Вместе с такими знаменитостями, как Эл Смит, Дэвид Беласко, Джон Макгро и другие, Джек присутствовал на стадионе «Янки» на боксерском поединке между Джеком Акулой и Томми Логреном. Такое событие Брильянт пропустить не мог, но, чтобы его не узнали, ему пришлось отпустить усы и сидеть на самом верху. Он поставил на Логрена, такого же, как и он, ирландца из Филадельфии, однако победу одержал Акула, моряк из Бостона.

Стрельба в «Высшем классе» нанесла Джеку непоправимый урон. Все, что он налаживал почти десять лет: производство и распространение пива и спиртного, рэкет рабочей силы, которым он занимался при поддержке Малыша Оги и который от него Джеку и достался; выкуп, который он регулярно получал от внебиржевых маклерских контор, водивших за нос неопытных брокеров, — наследство, доставшееся ему от Ротстайна; выход на рынок наркотиков и (что было обиднее всего) стремление стать королем преступного мира, в каком-то смысле продолжателем дела Ротстайна, — все это было похоронено вместе с убитыми в «Высшем классе».

Болван, ты что же, убиваешь людей в своем собственном клубе?

Оуни Бешеный, наставник Джека еще со времен «Крысы», тихий, незаметный человечек, который, отсидев за убийство, вышел из Синг-Синга в 1923 году и как-то неожиданно для всех стал главным мафиози Нью-Йорка, сосредоточив в своих руках всю пивную и политическую власть городского преступного мира, связался с Джеком и сообщил ему общее мнение верхушки городской мафии: «Уходи из Нью-Йорка, Джек. Можешь беситься, сколько влезет, — только не здесь. Уходи по-хорошему. А то нам придется тебя убрать».

Выстрелы в «Высшем классе» подвели черту под целым десятилетием, поставили точку на определенном этапе его жизни. С кем только Джек не вел войну: и с Шульцем, и с Ротстайном, и с еще десятком менее крупных главарей банд в Бронксе, Джерси и на Манхаттане, — но воевать в одиночку против всех гангстеров Нью-Йорка даже он был не в состоянии и поэтому перебрался в Катскилл. Кое-что из всего этого я знал уже тогда (а Чарли Нортреп наверняка знал много больше), поэтому пускать струю пива в спину Джека, смеяться ему в лицо едва ли могло быть в интересах Чарли.

После того как Чарли покинул «Горную вершину», Кики заявила, что ей здесь надоело и что она хочет поехать куда-нибудь «словить кайф». Джек — «ловец кайфа» сказал «о’кей», мы вышли из пивной, съели по хот-догу (любимое блюдо Кики) и отправились играть в кегли. Надо сказать, что воздушный кегельбан поразил не только ее, но и меня — я такой видел впервые в жизни. На длинном тросе был подвешен настоящий шар для боулинга, а внизу, в отдалении, выстроились кегли; шар летел, вращаясь (или это только так казалось?) со скоростью пушечного ядра, и сбивал — или не сбивал — кегли в зависимости от удачи и сноровки играющего. Кики набрала шестьдесят восемь очков, чуть не размозжив служителю голову преждевременным ударом; Джек — сто четырнадцать, и я, выбив сто шестьдесят четыре очка, одержал убедительную победу. Думаю, в тот день Джек зауважал меня еще больше: мало того, что законы знает, — еще и бьет без промаха.

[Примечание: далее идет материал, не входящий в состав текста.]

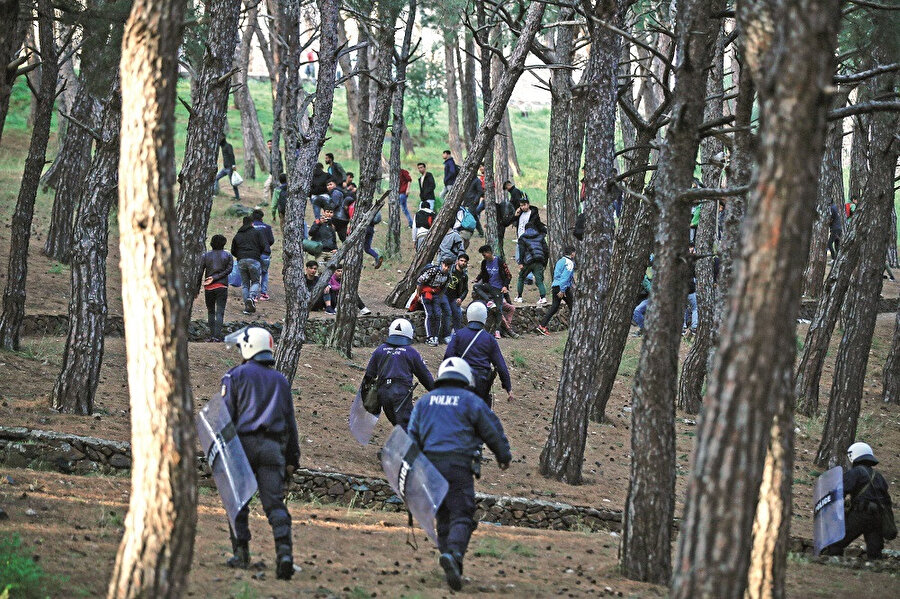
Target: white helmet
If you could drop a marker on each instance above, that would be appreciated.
(456, 370)
(859, 451)
(476, 312)
(255, 343)
(400, 332)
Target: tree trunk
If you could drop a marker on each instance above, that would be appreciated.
(75, 157)
(351, 89)
(398, 129)
(789, 49)
(198, 171)
(299, 183)
(370, 161)
(467, 89)
(772, 525)
(20, 233)
(450, 42)
(831, 191)
(561, 115)
(862, 308)
(12, 34)
(693, 371)
(563, 452)
(77, 382)
(501, 94)
(891, 372)
(646, 552)
(156, 551)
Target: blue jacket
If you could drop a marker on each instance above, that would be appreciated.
(484, 353)
(259, 401)
(398, 363)
(563, 273)
(451, 423)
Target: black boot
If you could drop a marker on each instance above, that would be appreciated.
(241, 557)
(284, 561)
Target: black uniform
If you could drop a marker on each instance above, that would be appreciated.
(868, 493)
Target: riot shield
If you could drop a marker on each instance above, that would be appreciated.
(414, 479)
(362, 423)
(225, 456)
(828, 511)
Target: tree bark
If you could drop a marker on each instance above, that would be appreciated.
(862, 308)
(372, 141)
(694, 368)
(646, 552)
(20, 233)
(398, 129)
(299, 183)
(455, 140)
(563, 452)
(501, 94)
(155, 554)
(790, 49)
(198, 171)
(76, 384)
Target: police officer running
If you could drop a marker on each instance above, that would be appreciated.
(481, 351)
(868, 493)
(392, 367)
(449, 425)
(259, 401)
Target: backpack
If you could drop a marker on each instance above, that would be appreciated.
(467, 221)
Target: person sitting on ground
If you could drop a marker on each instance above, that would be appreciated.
(869, 497)
(533, 254)
(334, 288)
(311, 277)
(391, 368)
(215, 266)
(481, 352)
(430, 287)
(561, 288)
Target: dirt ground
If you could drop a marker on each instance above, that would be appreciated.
(343, 552)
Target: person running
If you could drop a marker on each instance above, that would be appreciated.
(561, 289)
(391, 369)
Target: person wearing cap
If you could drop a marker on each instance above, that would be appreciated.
(392, 367)
(481, 352)
(258, 398)
(450, 424)
(868, 491)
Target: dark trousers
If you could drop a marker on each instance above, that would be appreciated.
(396, 401)
(557, 301)
(215, 310)
(859, 522)
(266, 457)
(455, 517)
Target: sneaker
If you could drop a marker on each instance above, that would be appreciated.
(451, 571)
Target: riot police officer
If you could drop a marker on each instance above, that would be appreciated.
(868, 493)
(481, 351)
(258, 398)
(392, 367)
(449, 425)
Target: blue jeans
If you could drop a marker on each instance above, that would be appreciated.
(640, 312)
(437, 316)
(401, 199)
(249, 269)
(265, 260)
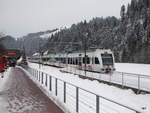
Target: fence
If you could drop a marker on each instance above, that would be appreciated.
(136, 81)
(78, 99)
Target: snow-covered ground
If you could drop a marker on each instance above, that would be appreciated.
(87, 101)
(143, 69)
(3, 102)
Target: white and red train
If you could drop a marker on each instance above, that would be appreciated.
(99, 60)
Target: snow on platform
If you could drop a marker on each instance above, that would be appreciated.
(125, 97)
(18, 94)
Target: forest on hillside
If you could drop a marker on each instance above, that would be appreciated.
(128, 37)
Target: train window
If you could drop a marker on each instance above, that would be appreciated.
(107, 59)
(96, 60)
(76, 61)
(87, 60)
(70, 60)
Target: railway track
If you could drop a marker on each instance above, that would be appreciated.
(137, 82)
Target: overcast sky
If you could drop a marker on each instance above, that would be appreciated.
(19, 17)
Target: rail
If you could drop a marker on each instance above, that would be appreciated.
(135, 81)
(78, 99)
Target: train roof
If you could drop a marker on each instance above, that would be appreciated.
(75, 54)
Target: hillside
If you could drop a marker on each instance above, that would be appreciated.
(128, 37)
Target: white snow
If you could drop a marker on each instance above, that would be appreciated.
(88, 100)
(3, 102)
(143, 69)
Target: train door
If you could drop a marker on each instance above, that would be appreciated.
(80, 62)
(96, 64)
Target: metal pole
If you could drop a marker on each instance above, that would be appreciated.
(56, 86)
(122, 80)
(77, 99)
(46, 80)
(97, 104)
(139, 82)
(50, 83)
(85, 57)
(64, 92)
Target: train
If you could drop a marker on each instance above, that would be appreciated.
(3, 63)
(99, 60)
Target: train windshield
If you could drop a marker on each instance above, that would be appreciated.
(107, 59)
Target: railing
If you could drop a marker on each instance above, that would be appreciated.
(78, 99)
(136, 81)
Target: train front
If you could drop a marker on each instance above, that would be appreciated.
(107, 62)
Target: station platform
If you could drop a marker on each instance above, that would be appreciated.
(20, 95)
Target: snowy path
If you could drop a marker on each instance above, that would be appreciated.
(125, 97)
(21, 95)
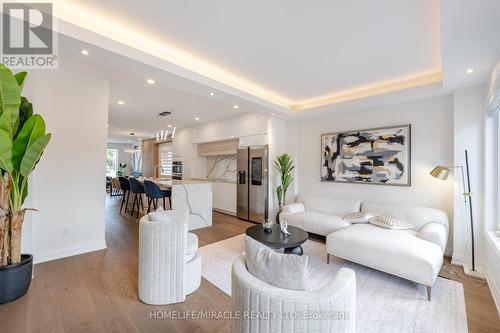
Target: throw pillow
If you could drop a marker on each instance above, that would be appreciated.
(159, 216)
(391, 222)
(287, 271)
(359, 217)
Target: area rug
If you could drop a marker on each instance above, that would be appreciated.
(385, 303)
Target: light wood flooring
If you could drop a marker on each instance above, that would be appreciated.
(97, 292)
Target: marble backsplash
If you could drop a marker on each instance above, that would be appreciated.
(221, 168)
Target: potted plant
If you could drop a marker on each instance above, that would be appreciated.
(121, 169)
(22, 142)
(284, 165)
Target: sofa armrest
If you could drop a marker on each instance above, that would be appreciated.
(435, 233)
(295, 207)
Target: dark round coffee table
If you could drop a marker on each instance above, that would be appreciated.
(278, 240)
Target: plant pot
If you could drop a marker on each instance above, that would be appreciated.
(15, 279)
(280, 208)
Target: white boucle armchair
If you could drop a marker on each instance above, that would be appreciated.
(169, 260)
(260, 307)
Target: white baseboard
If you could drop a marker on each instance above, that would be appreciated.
(224, 211)
(495, 291)
(465, 262)
(68, 252)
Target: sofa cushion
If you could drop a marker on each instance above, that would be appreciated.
(315, 222)
(396, 252)
(332, 206)
(192, 246)
(419, 216)
(390, 222)
(287, 271)
(359, 217)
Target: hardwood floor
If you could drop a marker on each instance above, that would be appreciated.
(97, 292)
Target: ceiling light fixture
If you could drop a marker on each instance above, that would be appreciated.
(169, 133)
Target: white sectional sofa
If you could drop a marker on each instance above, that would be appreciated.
(416, 254)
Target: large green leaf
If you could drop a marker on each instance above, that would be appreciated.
(32, 129)
(20, 78)
(5, 151)
(25, 111)
(32, 154)
(10, 95)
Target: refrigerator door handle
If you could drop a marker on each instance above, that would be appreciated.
(242, 177)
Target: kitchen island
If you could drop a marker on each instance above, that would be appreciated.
(192, 195)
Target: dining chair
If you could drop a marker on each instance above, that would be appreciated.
(154, 192)
(125, 186)
(137, 189)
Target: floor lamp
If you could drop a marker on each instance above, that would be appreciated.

Отстрелявшись в боулинге, мы поехали играть в малый гольф и играли до восемнадцати очков. Для того чтобы загнать мяч в некоторые лунки, приходилось подыматься по ступенькам и катить мяч под гору. Кики била по мячу первой, и, когда мы с Джеком стояли сзади, ожидая своей очереди (Фогарти и Гусь в это время пили где-то «шипучку»), все ее прелести были как на ладони: шелковые чулочки с черными, отделанными оборками подвязками дюймов на пять выше колена, тончайшие кружевные трусики из всех, какие мне только приходилось до сего времени лицезреть, а также самые нежные, самые аппетитные ляжки, какие только можно было отыскать в горах — да и в долине, пожалуй, тоже.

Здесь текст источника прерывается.